¿POR QUÉ?
Todas las personas y todos los países deberían disponer de los medios necesarios para trazar su propio camino hacia el desarrollo y contar con sistemas justos que les ayuden a hacerlo. Promover los derechos y la salud sexuales y reproductivos no es solo una cuestión de libertades y salud personales, sino que también es fundamental para la justicia del desarrollo, para poner fin a la desigualdad y para garantizar el respeto de los derechos humanos de las personas. La autonomía corporal, la igualdad de género y la justicia del desarrollo están interrelacionadas y se refuerzan mutuamente.
¿POR QUÉ AHORA?
Las crisis mundiales, desde el COVID-19 hasta la deuda y las crisis climáticas, han puesto de manifiesto las injusticias sistémicas que condicionan la vida de las personas. Cuando las instituciones financieras imponen medidas de austeridad, cuando se recortan los gastos sociales y cuando aumenta la desigualdad, los derechos y la salud sexuales y reproductivos son los primeros en verse afectados.

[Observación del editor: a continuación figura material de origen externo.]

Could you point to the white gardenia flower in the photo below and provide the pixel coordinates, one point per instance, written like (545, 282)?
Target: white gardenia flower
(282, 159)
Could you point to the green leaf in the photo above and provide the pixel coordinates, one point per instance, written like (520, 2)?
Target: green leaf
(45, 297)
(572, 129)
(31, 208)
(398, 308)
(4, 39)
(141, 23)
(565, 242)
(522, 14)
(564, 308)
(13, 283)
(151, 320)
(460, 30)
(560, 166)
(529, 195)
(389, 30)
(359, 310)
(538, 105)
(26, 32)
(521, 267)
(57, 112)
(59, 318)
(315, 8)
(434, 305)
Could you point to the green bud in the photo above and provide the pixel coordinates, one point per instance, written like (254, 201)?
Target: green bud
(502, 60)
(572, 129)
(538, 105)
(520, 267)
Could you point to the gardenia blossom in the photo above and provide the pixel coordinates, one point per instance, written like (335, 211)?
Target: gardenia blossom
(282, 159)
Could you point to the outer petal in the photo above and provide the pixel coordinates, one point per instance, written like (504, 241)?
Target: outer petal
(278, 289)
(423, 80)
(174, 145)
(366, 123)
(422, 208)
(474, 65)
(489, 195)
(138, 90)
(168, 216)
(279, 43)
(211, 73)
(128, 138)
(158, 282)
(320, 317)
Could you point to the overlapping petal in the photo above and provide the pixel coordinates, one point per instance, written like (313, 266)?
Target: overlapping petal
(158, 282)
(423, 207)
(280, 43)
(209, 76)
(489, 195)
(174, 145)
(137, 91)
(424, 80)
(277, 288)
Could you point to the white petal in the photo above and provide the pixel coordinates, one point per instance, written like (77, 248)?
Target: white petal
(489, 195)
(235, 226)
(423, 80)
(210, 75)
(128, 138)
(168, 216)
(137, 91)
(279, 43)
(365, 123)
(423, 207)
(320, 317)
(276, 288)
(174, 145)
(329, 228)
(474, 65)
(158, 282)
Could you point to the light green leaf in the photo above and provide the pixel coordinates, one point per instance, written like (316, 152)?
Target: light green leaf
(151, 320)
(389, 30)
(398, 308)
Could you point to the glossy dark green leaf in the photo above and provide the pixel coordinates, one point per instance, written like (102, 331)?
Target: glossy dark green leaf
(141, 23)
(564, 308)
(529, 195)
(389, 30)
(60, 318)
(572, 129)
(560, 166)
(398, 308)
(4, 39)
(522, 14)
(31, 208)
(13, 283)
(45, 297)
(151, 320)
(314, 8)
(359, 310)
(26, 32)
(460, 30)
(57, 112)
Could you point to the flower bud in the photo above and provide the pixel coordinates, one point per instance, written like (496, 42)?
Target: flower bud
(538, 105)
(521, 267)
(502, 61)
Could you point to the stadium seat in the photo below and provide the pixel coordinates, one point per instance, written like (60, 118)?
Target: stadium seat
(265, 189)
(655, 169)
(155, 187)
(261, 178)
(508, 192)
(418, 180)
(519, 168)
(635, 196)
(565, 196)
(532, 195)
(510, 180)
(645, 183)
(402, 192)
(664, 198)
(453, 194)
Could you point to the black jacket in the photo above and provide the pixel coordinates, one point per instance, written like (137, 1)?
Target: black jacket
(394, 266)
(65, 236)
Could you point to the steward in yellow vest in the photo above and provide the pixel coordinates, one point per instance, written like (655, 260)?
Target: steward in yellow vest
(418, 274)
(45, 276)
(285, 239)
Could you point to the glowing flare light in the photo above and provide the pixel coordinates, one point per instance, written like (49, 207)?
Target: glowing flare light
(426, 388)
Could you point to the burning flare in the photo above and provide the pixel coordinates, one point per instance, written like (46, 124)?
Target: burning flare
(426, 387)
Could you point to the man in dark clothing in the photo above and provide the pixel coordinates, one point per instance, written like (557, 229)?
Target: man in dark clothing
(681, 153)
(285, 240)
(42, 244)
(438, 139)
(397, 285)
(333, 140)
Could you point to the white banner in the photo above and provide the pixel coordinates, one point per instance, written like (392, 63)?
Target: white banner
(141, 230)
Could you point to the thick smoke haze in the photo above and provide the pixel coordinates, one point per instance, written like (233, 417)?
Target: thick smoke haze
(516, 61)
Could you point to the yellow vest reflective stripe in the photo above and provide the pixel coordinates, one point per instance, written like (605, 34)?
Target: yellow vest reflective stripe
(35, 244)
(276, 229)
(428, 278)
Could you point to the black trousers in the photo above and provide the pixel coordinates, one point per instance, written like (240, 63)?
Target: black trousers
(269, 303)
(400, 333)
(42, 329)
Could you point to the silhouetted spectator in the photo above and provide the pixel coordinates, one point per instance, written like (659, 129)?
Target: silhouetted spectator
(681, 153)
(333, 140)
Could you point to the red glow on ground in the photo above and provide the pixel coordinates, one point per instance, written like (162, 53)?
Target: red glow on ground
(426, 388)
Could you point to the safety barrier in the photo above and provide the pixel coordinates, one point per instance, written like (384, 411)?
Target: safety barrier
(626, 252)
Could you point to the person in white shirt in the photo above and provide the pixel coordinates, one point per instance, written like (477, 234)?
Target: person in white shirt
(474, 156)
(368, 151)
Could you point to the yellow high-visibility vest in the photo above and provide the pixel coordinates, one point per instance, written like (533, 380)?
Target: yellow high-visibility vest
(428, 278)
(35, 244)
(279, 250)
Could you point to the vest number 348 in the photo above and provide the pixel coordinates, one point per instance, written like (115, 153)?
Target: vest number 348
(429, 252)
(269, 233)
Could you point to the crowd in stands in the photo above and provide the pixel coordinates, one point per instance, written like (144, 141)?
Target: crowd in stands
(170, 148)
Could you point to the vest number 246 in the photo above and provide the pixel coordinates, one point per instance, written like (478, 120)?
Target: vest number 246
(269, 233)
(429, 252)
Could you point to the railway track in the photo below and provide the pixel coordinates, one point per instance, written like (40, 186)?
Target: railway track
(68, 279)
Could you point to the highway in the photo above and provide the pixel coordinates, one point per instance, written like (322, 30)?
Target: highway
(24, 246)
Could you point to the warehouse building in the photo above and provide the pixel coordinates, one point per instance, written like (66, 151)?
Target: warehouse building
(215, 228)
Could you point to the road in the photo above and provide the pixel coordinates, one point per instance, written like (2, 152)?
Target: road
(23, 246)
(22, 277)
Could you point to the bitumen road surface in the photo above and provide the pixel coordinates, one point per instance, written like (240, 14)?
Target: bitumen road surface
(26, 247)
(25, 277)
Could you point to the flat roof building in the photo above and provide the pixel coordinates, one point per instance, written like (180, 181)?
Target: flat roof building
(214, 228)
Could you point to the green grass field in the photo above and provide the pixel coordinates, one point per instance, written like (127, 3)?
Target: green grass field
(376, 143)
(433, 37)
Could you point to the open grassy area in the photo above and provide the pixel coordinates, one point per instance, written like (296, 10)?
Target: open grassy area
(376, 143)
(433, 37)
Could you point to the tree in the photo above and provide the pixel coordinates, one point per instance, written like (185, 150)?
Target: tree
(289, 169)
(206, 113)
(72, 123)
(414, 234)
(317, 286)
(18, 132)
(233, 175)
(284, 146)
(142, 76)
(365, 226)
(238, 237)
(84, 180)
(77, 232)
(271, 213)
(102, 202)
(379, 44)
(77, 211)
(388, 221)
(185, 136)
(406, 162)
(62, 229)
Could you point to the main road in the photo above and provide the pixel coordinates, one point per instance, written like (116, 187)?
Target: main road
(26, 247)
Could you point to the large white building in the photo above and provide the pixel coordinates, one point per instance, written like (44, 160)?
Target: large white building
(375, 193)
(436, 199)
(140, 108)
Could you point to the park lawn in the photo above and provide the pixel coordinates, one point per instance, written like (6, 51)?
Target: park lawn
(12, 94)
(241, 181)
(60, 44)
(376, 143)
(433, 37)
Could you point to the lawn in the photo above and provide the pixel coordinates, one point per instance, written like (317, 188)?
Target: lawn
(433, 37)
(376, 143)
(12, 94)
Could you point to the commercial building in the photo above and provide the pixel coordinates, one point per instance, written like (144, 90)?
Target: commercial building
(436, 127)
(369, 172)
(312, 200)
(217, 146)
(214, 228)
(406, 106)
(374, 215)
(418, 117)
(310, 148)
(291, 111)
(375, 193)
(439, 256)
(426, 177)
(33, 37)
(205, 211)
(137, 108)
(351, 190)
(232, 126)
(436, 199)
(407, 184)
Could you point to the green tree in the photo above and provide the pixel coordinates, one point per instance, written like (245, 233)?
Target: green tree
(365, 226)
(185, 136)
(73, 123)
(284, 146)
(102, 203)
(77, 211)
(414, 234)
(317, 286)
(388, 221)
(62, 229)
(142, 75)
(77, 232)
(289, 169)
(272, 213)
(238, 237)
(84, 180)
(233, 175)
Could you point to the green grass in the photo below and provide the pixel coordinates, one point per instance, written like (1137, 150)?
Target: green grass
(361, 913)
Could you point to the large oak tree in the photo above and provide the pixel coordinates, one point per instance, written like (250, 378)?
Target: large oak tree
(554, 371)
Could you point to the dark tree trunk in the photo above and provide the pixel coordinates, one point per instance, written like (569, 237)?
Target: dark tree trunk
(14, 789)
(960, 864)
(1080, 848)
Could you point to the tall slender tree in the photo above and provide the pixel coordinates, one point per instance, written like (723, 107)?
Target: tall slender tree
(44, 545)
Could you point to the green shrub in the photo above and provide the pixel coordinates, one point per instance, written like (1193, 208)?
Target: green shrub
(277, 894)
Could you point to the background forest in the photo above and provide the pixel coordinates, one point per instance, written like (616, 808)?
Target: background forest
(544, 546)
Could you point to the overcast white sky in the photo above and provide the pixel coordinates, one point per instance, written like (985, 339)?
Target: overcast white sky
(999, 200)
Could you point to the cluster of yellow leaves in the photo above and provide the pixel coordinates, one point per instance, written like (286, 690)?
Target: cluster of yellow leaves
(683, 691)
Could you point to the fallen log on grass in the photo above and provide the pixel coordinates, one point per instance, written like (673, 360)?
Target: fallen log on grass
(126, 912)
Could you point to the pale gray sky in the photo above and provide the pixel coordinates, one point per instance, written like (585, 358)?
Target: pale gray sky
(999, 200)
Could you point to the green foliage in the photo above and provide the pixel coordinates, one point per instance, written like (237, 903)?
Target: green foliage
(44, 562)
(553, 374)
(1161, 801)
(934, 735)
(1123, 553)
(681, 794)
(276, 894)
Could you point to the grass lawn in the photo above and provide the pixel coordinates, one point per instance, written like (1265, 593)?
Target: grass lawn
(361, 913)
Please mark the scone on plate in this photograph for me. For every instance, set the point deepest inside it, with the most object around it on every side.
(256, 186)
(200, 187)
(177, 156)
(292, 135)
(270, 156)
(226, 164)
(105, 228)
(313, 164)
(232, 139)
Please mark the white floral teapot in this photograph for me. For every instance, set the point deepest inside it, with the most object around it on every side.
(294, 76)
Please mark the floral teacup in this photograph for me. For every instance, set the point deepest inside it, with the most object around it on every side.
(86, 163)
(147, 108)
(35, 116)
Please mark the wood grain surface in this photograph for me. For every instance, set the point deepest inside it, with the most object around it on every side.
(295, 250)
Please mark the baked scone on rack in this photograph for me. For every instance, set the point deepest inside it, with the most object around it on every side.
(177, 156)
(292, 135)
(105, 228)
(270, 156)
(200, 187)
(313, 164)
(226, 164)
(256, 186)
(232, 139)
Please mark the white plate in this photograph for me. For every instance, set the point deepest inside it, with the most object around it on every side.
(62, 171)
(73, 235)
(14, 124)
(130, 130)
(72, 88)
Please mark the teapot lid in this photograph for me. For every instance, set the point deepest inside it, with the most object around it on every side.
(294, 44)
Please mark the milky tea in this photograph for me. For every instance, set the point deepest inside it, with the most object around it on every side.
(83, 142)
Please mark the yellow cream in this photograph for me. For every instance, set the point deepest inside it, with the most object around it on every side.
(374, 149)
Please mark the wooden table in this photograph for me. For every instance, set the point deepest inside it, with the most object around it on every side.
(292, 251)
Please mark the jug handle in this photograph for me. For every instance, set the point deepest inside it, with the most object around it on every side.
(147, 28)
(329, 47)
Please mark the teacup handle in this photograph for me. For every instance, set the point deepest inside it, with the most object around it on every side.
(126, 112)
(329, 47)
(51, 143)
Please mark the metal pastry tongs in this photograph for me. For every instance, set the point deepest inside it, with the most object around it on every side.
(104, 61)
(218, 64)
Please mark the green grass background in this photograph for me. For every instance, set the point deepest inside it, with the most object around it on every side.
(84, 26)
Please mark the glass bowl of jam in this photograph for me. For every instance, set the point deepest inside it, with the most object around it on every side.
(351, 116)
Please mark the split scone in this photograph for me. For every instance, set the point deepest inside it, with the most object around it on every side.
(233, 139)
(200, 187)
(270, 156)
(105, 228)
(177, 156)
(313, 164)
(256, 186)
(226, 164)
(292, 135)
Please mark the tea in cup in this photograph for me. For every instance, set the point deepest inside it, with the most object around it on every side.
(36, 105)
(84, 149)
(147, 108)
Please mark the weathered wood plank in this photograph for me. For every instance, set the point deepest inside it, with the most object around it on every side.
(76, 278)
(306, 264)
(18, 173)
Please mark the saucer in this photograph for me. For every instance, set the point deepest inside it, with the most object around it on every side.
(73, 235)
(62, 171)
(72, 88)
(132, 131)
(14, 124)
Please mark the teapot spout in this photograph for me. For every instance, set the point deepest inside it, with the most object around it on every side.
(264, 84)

Al mismo tiempo, la oposición a los derechos sexuales y reproductivos y a la igualdad de género se está expandiendo, cuenta con una buena financiación y explota estratégicamente la división entre el Sur y el Norte en lo que respecta al derecho al desarrollo. Nos enfrentamos a una crisis.
¿CÓMO?
Se necesita urgentemente una nueva narrativa y una nueva coalición. Liderada por un grupo transversal de activistas de los derechos sexuales y reproductivos y la justicia del desarrollo del Sur Global, junto con sus alianzas, la Coalición del Sur Global está trabajando para cambiar la narrativa vinculando de manera contundente los derechos sexuales y reproductivos con la justicia cel desarrollo y el derecho al desarrollo. Su trabajo incluye el análisis, la defensa a nivel local y global, y la movilización de actores clave de los movimientos feministas, la sociedad civil, las organizaciones internacionales y los gobiernos que abogan por la justicia y los derechos humanos para todas las personas.